Premier tour diplomatique de Sébastien Lecornu : le Maroc et le Qatar sous les projecteurs
Premier déplacement international pour le nouveau chef de gouvernement français, une visite qui marque les esprits. Sébastien Lecornu a choisi deux destinations stratégiques : le Qatar et le Maroc. Deux pays partenaires, deux messages politiques forts. Un enchaînement qui ne doit rien au hasard.
Un signal fort envoyé dès les premiers pas
Quand un nouveau Premier ministre s’engage sur la scène internationale, ses premiers déplacements diplomatiques ne sont jamais anodins. Ils révèlent les priorités, les alliances et les lignes rouges de la politique étrangère d’un pays. Sébastien Lecornu l’a bien compris en optant pour Doha, puis Rabat.
Ces deux étapes ne sont pas simplement protocolaires. Elles incarnent une volonté de Paris de renforcer ses liens avec des partenaires clés, tant au Maghreb qu’au Proche-Orient. Le message est clair : la France entend jouer un rôle actif dans des régions où ses intérêts convergent avec ceux de ses alliés.

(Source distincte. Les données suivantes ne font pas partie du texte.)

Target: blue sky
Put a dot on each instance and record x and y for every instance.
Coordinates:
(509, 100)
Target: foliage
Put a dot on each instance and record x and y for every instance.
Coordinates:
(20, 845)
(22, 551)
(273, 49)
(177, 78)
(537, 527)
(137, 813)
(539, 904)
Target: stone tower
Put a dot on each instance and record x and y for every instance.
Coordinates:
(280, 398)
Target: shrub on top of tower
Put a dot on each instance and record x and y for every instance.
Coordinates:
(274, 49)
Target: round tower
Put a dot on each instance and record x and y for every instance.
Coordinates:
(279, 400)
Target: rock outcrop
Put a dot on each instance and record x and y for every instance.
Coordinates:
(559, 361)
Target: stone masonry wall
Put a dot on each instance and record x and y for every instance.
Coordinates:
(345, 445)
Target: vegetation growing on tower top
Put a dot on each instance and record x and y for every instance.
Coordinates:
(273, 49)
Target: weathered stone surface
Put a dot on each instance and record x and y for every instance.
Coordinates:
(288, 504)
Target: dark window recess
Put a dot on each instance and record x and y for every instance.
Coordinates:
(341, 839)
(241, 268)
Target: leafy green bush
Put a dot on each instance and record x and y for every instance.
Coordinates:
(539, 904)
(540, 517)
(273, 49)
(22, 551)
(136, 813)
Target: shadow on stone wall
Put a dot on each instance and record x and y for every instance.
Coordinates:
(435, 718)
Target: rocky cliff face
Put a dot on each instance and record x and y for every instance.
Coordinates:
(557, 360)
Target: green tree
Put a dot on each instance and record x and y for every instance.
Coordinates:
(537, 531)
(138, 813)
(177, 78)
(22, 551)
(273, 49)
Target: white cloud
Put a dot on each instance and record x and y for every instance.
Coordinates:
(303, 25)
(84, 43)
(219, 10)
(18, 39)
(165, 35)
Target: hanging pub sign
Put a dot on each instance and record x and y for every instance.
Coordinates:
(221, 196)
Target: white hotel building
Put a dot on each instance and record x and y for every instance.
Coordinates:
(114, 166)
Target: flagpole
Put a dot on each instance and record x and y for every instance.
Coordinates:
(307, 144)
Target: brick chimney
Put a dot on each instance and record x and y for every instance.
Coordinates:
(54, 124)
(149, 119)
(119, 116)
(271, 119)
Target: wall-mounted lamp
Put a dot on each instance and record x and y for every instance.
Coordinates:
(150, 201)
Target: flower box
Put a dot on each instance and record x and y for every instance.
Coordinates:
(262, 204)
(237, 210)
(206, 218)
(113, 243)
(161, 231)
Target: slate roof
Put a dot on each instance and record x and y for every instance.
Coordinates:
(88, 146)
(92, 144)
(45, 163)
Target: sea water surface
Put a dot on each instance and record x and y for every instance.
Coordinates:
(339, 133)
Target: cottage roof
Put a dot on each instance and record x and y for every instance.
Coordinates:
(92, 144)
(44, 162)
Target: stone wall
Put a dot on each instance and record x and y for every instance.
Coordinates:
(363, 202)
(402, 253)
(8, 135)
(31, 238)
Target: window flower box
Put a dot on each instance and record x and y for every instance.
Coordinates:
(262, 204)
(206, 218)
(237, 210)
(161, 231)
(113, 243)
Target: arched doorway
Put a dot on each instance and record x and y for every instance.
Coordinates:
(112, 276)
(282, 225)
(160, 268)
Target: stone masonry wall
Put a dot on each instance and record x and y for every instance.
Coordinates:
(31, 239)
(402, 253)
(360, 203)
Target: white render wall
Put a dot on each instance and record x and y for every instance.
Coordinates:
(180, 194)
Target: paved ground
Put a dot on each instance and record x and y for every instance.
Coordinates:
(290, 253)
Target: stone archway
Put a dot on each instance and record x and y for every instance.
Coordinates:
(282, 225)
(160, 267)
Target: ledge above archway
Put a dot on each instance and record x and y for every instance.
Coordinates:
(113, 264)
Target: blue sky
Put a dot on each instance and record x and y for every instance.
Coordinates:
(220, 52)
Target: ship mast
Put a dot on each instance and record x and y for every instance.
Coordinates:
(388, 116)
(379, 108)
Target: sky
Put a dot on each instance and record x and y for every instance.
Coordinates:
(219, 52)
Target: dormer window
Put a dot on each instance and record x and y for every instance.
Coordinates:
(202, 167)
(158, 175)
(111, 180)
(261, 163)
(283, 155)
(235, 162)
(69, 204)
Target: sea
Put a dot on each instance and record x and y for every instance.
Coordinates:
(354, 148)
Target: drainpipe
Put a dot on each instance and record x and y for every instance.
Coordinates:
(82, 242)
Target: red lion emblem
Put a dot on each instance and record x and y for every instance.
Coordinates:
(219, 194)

Doha : un hommage funèbre aux accents diplomatiques
Le Qatar a été la première escale de Sébastien Lecornu. Une visite marquée par le respect des traditions, mais aussi par une dimension politique évidente. Accompagné de l’ancien ministre des Affaires étrangères Jean-Yves Le Drian, il a rendu hommage à l’ancien émir, cheikh Hamad ben Khalifa al-Thani, décédé en 2024. Une figure qui a profondément transformé le pays et renforcé son influence régionale.
Cette étape n’était pas qu’un geste de courtoisie. Elle a aussi permis de rappeler la solidité des relations franco-qatariennes. Avec près de 6 000 expatriés français installés à Doha, les échanges économiques et sécuritaires restent denses. Paris et Doha collaborent étroitement sur des dossiers sensibles, comme la défense et l’aéronautique, dans un contexte géopolitique où chaque allié compte.
Rabat : le Maroc, partenaire incontournable
La deuxième étape, plus ambitieuse, visait à consolider un rapprochement déjà en marche. Depuis l’été 2024, la France a opéré un virage diplomatique majeur en reconnaissant le plan d’autonomie marocain comme la seule base de règlement du conflit au Sahara occidental. Une position qui a valu à Paris des critiques, notamment de la part d’Alger.
Sébastien Lecornu a rencontré les autorités marocaines lors d’un sommet de haut niveau, en présence de plusieurs ministres français. Objectif : transformer ce réchauffement en une relation bilatérale renforcée. Les deux pays ont déjà acté des accords économiques majeurs, dépassant les 10 milliards d’euros d’investissements et de partenariats. Une dynamique qui pourrait aboutir à un nouveau traité de partenariat, si le roi Mohammed VI venait à effectuer une visite officielle en France.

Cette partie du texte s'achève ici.